Many intended parents save money by using less conventional avenues, from finding egg donors or surrogates through personal connections, fundraising, or comparing costs of medications in other countries. One mother even set up her company as a C-Corporation, so she could run all surrogacy-related expenses through the business, deductible as employee benefit expenses. While the DIY approach may seem like a cheaper alternative, remember that you get what you pay for - experts in the field, like agencies and reproductive attorneys can help you save money by not making common mistakes. Tread very carefully if you try to do this on your own.

OVERVIEW

While there are options for parents struggling with infertility, the best way to ultimately save money across the board is to reach out to experts, ask questions, and research.
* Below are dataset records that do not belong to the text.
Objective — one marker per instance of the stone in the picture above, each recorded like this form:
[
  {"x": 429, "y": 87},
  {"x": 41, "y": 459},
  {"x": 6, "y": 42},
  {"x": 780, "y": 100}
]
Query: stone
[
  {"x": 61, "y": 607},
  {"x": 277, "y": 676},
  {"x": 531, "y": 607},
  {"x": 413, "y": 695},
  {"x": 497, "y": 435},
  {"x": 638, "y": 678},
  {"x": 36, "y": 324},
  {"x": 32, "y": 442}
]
Every family is different and every intended parent’s situation is unique -- some may save money by opting to “DIY” aspects of their journey, while others may save money by finding an agency or organization that can do the work more quickly. Additionally, there are some grants and foundations specifically catered to certain regions, religious groups, and communities.

The key is to communicate with doctors, professionals, and your own support system, so that you can begin this process with as much information about your needs as possible. Luckily, there is a great community of other parents and experts who are eager to offer advice and resources as you start your journey.

And above all, know that you aren’t alone in this process. Many out there are facing the same struggles, and parents, legislators, doctors and experts across the country and world are advocating for more fertility support and access.